2015
Cairn
Frédéric Tinguely, « Le navire immobile : mobilité d'un topos scientifique de Copernic à Casanova », Littératures classiques, ID : 10670/1.ebh896
Dans son De Revolutionibus orbium cœlestium, Copernic s’appuie sur un vers de Virgile pour comparer l’illusion cosmologique dont nous sommes quotidiennement victimes à celle d’un navigateur qui croirait le rivage en mouvement. Bien que l’analogie n’ait en aucune façon force de preuve, elle devient vite un lieu commun de la littérature copernicienne, que l’on retrouve chez Bruno, Képler ou Galilée, et même, selon un autre mode, dans l’autobiographie de Casanova.

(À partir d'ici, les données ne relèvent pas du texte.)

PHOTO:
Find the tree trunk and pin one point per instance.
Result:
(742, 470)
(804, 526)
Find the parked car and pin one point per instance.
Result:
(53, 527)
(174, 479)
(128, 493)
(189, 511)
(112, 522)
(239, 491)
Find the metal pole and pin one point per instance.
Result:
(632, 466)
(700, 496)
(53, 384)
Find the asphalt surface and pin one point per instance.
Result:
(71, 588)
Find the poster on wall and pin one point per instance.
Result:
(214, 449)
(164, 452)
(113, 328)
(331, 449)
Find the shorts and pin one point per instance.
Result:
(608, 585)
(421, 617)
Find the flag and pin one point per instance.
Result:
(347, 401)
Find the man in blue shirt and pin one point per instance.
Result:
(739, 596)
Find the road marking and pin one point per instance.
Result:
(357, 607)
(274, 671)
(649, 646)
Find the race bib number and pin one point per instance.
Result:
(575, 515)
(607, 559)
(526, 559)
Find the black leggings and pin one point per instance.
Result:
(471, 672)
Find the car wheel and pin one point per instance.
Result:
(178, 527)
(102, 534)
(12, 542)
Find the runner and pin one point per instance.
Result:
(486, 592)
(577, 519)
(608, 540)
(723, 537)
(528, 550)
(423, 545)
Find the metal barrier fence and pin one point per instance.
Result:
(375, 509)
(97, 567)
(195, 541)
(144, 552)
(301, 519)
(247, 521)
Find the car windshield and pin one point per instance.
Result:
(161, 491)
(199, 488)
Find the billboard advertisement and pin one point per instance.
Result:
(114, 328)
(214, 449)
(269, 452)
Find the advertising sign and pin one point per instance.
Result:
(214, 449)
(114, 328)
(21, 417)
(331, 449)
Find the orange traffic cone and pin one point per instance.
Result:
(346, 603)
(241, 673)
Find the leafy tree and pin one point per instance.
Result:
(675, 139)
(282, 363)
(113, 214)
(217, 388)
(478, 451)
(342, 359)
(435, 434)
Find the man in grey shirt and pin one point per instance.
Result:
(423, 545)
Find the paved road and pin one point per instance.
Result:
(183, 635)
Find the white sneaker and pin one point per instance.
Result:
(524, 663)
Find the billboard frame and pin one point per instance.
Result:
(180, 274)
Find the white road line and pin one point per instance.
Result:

En examinant diverses manifestations de ce topos – dont l’origine remonte à la science grecque –, on s’aperçoit qu’il constitue un lieu privilégié de réélaboration stratégique, de reformulation créative en vertu d’une culture rhétorique commune à ce que nous appellerions aujourd’hui l’écriture scientifique et l’écriture littéraire. Mais l’analyse du topos révèle encore deux choses : d’abord, que l’hypallage présente dans le vers de Virgile livre en quelque sorte la structure rhétorique de l’intuition copernicienne ; ensuite, que son extrême plasticité, et donc la relativité de ses usages, prolonge à la perfection son contenu scientifique, qui se ramène à une leçon de relativité optique ou mécanique.